“We came out of Juilliard with a ‘huge’ repertoire of two quartets by Bartók and one by Beethoven,” laughs violinist Philip Setzer, founding member of the famed Emerson Quartet, which bows out this year after nearly 50 years and a plethora of award-winning recordings. The ensemble will perform at Bourgie Hall on Tuesday evening with cellist Denis Brott (in Schubert’s String Quintet in C major, D. 956) and pianist Jan Lisiecki (in Piano Quintet No. 2 in A major , opus 81) as part of the Montreal Chamber Music Festival.

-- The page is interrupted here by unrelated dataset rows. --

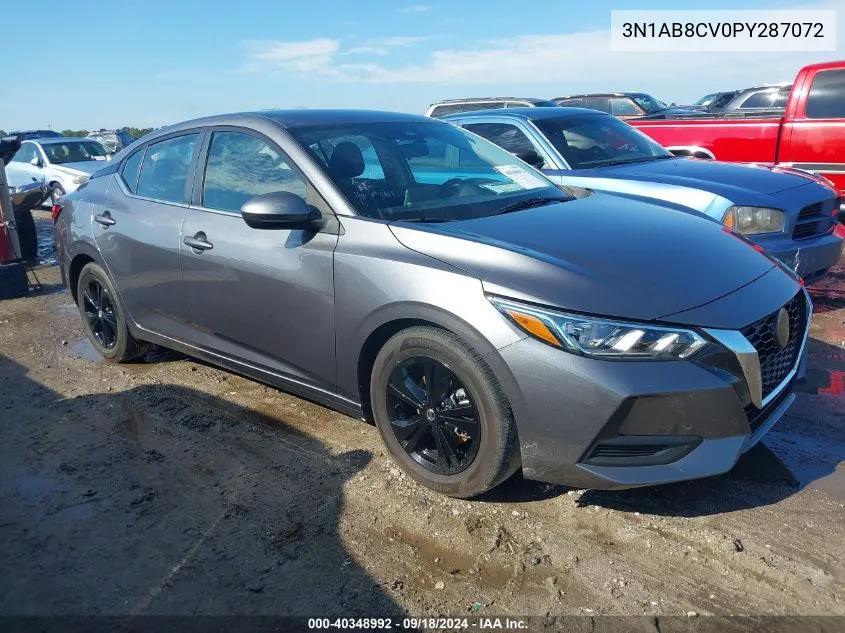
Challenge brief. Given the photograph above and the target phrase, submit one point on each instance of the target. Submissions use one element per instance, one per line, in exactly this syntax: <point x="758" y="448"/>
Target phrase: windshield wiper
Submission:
<point x="630" y="161"/>
<point x="526" y="204"/>
<point x="425" y="219"/>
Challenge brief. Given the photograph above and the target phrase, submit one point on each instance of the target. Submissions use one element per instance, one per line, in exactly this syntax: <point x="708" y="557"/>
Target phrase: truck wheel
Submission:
<point x="442" y="414"/>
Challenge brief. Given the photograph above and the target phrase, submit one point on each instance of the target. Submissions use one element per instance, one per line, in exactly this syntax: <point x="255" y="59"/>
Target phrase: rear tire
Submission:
<point x="103" y="317"/>
<point x="485" y="454"/>
<point x="56" y="193"/>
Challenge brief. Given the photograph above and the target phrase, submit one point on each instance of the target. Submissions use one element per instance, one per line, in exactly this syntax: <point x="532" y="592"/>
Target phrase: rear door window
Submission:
<point x="241" y="166"/>
<point x="622" y="106"/>
<point x="826" y="99"/>
<point x="597" y="103"/>
<point x="166" y="167"/>
<point x="25" y="154"/>
<point x="506" y="136"/>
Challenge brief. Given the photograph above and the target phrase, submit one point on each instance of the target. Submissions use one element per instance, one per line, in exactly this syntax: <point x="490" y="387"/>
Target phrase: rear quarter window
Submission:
<point x="130" y="170"/>
<point x="826" y="99"/>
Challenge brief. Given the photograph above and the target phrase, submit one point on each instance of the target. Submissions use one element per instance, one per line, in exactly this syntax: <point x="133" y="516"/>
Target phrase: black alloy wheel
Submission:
<point x="100" y="313"/>
<point x="433" y="416"/>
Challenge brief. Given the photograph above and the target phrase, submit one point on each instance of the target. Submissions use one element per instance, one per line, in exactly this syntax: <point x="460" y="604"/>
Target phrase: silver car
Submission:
<point x="401" y="269"/>
<point x="62" y="164"/>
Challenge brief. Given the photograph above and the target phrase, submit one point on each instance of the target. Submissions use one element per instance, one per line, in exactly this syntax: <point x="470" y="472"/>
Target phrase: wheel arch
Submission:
<point x="394" y="319"/>
<point x="81" y="255"/>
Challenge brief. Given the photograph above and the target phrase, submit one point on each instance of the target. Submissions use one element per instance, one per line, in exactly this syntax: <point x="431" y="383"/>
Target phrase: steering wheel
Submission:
<point x="451" y="187"/>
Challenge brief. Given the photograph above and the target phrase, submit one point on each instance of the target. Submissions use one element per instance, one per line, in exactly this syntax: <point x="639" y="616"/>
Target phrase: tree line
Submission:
<point x="134" y="132"/>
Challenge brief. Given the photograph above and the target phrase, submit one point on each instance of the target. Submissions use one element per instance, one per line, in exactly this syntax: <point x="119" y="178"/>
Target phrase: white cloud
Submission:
<point x="559" y="63"/>
<point x="304" y="56"/>
<point x="415" y="8"/>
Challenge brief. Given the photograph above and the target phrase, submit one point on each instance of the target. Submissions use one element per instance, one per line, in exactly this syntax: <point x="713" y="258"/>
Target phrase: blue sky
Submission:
<point x="152" y="63"/>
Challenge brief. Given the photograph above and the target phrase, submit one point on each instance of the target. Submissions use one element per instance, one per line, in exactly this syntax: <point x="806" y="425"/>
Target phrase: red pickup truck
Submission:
<point x="809" y="135"/>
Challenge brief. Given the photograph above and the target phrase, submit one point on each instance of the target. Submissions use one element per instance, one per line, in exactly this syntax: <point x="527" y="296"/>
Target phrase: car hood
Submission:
<point x="85" y="167"/>
<point x="605" y="254"/>
<point x="724" y="179"/>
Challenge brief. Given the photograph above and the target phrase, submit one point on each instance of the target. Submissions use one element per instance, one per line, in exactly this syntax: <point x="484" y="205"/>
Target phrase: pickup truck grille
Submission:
<point x="812" y="221"/>
<point x="775" y="361"/>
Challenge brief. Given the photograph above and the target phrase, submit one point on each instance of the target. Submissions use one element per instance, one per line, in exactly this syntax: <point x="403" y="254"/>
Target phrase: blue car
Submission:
<point x="792" y="214"/>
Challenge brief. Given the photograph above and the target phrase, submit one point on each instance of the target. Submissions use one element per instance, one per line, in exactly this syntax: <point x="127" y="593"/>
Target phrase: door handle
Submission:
<point x="105" y="219"/>
<point x="198" y="242"/>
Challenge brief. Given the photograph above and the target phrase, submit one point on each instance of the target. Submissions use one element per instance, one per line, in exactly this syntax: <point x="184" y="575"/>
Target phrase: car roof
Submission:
<point x="303" y="117"/>
<point x="483" y="99"/>
<point x="56" y="141"/>
<point x="605" y="94"/>
<point x="533" y="114"/>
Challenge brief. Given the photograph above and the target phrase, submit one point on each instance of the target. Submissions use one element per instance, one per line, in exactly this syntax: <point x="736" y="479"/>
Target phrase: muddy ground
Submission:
<point x="169" y="486"/>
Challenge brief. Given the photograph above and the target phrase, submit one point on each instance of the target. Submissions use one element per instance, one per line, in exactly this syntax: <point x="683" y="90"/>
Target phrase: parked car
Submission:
<point x="451" y="106"/>
<point x="485" y="319"/>
<point x="625" y="105"/>
<point x="33" y="134"/>
<point x="112" y="140"/>
<point x="809" y="134"/>
<point x="713" y="102"/>
<point x="62" y="164"/>
<point x="789" y="213"/>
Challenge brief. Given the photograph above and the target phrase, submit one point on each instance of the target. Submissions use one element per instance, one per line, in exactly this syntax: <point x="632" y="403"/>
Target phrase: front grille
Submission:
<point x="807" y="229"/>
<point x="811" y="210"/>
<point x="775" y="361"/>
<point x="626" y="450"/>
<point x="811" y="220"/>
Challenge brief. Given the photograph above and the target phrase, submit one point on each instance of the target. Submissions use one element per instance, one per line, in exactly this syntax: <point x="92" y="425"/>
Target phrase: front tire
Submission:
<point x="442" y="414"/>
<point x="103" y="317"/>
<point x="56" y="193"/>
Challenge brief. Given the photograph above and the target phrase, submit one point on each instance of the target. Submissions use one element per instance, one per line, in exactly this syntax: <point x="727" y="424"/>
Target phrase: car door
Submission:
<point x="814" y="137"/>
<point x="137" y="226"/>
<point x="21" y="170"/>
<point x="263" y="297"/>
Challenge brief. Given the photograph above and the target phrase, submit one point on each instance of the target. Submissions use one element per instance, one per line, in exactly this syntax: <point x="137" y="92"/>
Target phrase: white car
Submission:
<point x="62" y="164"/>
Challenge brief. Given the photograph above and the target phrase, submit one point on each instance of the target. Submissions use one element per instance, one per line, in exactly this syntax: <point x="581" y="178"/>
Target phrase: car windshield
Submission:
<point x="422" y="171"/>
<point x="73" y="151"/>
<point x="588" y="141"/>
<point x="649" y="103"/>
<point x="706" y="99"/>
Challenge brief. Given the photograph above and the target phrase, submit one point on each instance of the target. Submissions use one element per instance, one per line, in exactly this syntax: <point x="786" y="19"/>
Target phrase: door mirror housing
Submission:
<point x="531" y="157"/>
<point x="281" y="210"/>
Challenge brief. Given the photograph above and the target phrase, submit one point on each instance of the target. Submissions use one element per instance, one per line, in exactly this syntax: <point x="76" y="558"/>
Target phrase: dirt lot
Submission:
<point x="169" y="486"/>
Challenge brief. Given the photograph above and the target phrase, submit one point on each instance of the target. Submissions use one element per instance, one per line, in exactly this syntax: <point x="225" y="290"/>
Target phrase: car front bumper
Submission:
<point x="600" y="424"/>
<point x="810" y="258"/>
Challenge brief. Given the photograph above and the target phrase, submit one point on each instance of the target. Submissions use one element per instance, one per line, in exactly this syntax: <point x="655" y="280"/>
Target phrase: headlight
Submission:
<point x="754" y="220"/>
<point x="602" y="338"/>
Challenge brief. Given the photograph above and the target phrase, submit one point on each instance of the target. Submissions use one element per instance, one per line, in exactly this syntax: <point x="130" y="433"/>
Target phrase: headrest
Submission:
<point x="347" y="161"/>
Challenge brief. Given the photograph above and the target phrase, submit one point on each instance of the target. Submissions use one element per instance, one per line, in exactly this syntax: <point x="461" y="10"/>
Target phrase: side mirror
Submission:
<point x="280" y="210"/>
<point x="531" y="157"/>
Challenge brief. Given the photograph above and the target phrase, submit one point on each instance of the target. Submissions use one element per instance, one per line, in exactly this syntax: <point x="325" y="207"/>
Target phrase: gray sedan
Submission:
<point x="401" y="269"/>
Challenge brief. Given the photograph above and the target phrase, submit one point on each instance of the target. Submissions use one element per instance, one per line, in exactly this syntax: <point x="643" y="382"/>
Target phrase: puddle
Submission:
<point x="814" y="463"/>
<point x="84" y="349"/>
<point x="66" y="309"/>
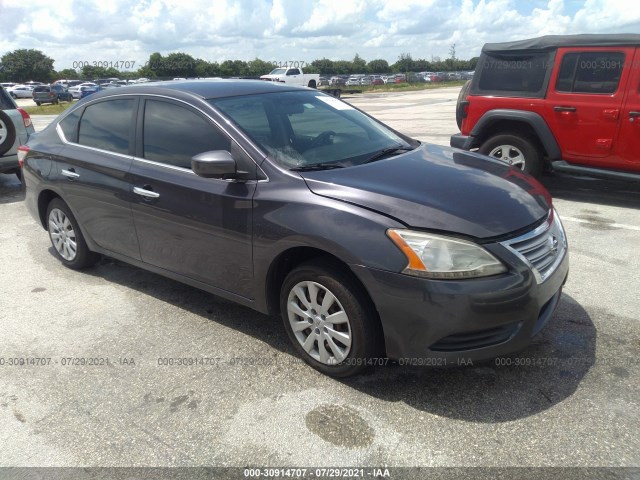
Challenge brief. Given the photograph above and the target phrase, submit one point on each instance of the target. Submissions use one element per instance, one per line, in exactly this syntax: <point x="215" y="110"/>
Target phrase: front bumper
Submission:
<point x="472" y="320"/>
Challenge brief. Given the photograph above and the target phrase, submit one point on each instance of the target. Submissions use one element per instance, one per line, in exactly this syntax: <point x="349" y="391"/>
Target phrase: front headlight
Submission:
<point x="442" y="257"/>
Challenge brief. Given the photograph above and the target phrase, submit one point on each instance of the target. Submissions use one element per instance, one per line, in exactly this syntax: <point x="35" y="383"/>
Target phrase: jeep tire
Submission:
<point x="514" y="150"/>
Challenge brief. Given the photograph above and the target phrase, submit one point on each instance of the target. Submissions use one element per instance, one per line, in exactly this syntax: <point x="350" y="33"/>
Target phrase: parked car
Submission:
<point x="564" y="102"/>
<point x="51" y="94"/>
<point x="20" y="91"/>
<point x="292" y="76"/>
<point x="85" y="91"/>
<point x="290" y="201"/>
<point x="15" y="128"/>
<point x="76" y="91"/>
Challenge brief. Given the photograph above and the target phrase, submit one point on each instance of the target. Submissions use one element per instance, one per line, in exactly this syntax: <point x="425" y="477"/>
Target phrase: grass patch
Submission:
<point x="48" y="109"/>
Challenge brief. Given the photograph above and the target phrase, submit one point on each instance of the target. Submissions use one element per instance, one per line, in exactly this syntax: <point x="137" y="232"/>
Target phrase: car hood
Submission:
<point x="438" y="188"/>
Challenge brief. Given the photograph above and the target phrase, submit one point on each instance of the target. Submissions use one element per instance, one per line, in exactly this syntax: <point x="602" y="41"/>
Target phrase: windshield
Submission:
<point x="306" y="128"/>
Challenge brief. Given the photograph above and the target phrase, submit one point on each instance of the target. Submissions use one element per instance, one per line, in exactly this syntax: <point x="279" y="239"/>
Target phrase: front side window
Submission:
<point x="173" y="134"/>
<point x="107" y="125"/>
<point x="590" y="72"/>
<point x="306" y="128"/>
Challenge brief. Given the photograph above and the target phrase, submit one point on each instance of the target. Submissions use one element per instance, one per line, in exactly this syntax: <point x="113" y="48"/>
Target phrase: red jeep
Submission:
<point x="567" y="102"/>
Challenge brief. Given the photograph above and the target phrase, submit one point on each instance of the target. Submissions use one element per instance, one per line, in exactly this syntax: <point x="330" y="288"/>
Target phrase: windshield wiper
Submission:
<point x="316" y="166"/>
<point x="386" y="152"/>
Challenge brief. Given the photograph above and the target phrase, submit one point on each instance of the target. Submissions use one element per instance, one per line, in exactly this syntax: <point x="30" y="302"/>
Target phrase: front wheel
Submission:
<point x="516" y="151"/>
<point x="66" y="237"/>
<point x="329" y="319"/>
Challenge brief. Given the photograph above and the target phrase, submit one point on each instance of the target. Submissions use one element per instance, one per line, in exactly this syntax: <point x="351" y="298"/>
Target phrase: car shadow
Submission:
<point x="617" y="193"/>
<point x="548" y="372"/>
<point x="11" y="190"/>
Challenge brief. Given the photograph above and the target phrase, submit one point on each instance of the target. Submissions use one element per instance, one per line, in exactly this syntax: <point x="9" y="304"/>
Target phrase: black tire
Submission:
<point x="462" y="96"/>
<point x="7" y="132"/>
<point x="83" y="257"/>
<point x="512" y="144"/>
<point x="362" y="326"/>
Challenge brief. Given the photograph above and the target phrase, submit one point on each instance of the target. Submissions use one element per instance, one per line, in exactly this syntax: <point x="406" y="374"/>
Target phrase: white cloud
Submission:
<point x="114" y="30"/>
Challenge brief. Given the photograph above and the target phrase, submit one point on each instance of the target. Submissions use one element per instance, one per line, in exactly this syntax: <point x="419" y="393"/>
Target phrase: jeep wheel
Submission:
<point x="515" y="151"/>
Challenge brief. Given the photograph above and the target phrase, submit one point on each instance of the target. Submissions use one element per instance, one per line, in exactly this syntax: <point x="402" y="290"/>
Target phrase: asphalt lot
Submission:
<point x="576" y="406"/>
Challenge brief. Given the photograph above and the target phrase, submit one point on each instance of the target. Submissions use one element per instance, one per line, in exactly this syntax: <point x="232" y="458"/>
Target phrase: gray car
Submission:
<point x="369" y="244"/>
<point x="15" y="128"/>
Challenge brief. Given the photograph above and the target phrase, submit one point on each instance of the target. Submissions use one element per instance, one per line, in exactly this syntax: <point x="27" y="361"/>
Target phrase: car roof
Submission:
<point x="206" y="88"/>
<point x="551" y="42"/>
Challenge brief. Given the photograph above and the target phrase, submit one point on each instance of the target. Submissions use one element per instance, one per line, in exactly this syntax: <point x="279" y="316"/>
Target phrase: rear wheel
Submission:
<point x="516" y="151"/>
<point x="329" y="319"/>
<point x="66" y="237"/>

It was last year that news of the disbanding of the Emerson Quartet broke. Could it be otherwise? Formed in 1976 in New York, the star ensemble, which has essentially kept the same core since, except for cellist David Finckel, replaced in 2013 by Paul Watkins, arrived at a time when its members reached an age where the average person has been enjoying their retirement for a long time. Philip Setzer, who will continue to teach violin and chamber music at the Cleveland Institute of Music and Stony Brook University in New York, is proud to say that he will become a grandfather this summer.

If some ensembles manage with relative success to maintain excellence with different musicians, others also lose their soul. Hence the idea of ​​drawing a line under the Emersons while they still figure in the pantheon of chamber music ensembles.

After playing at the Club musical de Québec in October (during election night…), the Emersons will give their last concert in Montreal on Tuesday, before heading to Domaine Forget on July 14 for a solo quartet program.

Their latest recital, given October 21 and 22 at Lincoln Center in New York, will cover the Schubert, a twilight masterpiece that will aptly include David Finckel, in addition to Quartet No. 13 in B. flat, opus 130, and the Grosse Fugue, opus 133, two works written in Beethoven’s later days. An event that will therefore take on a testamentary appearance.

Philip Setzer says he is happy to pass the torch to the next generation of the Escher, Calidore and other quartets, ensembles he and his colleagues helped form. But the challenges are many for them.

That said, all was not well for a fledgling chamber ensemble in the 1970s. He remembers early tours with Emerson, with each gig paying as little as $1,000 for the entire quartet, including all expenses. “Larry Dutton once said that if his mother hadn’t picked him up at the airport, he wouldn’t have made a penny” at the end of the tour, Mr. Setzer said.

The young Emersons did not go that far, however, having had the chance to receive invaluable advice from the members of the legendary Juilliard Quartet within the school of the same name, in particular from its first violin Robert Mann.

They were also able, in a more informal way, to be helped by members of the no less iconic Guarneri and Borodin quartets. Philip Setzer remembers playing Beethoven’s Opus 129 to cellist David Soyer of the Guarneri, who lived near Lawrence Dutton in New York.

“We played the first movement and he said, ‘That’s fine, but tell me what happens at the beginning.’ Gene [Drucker] starts explaining a lot of complicated things. At the end, Sauer said, “It’s not together. Why don’t you just play fair together?” The point is, sometimes you overthink it,” Setzer says with a laugh.

“We learned a lot from the recordings,” he adds. We were lucky to start at the beginning of the CD. Deutsche Grammophon wanted something new at least every year and they wanted big stuff. Naturally, there followed the complete, now classic, quartets by Bartók, Beethoven, Shostakovich and others.

“We really learned how to record, which is really different from playing live. The mics are closer, to pick up the details, because we don’t want an overall sound like we’re sitting in the back of a church. It’s like the difference, for an actor, between playing for the stage or in a film”, explains the violinist, who leaves for the rest of the world a rich “cinematography” to recharge his batteries.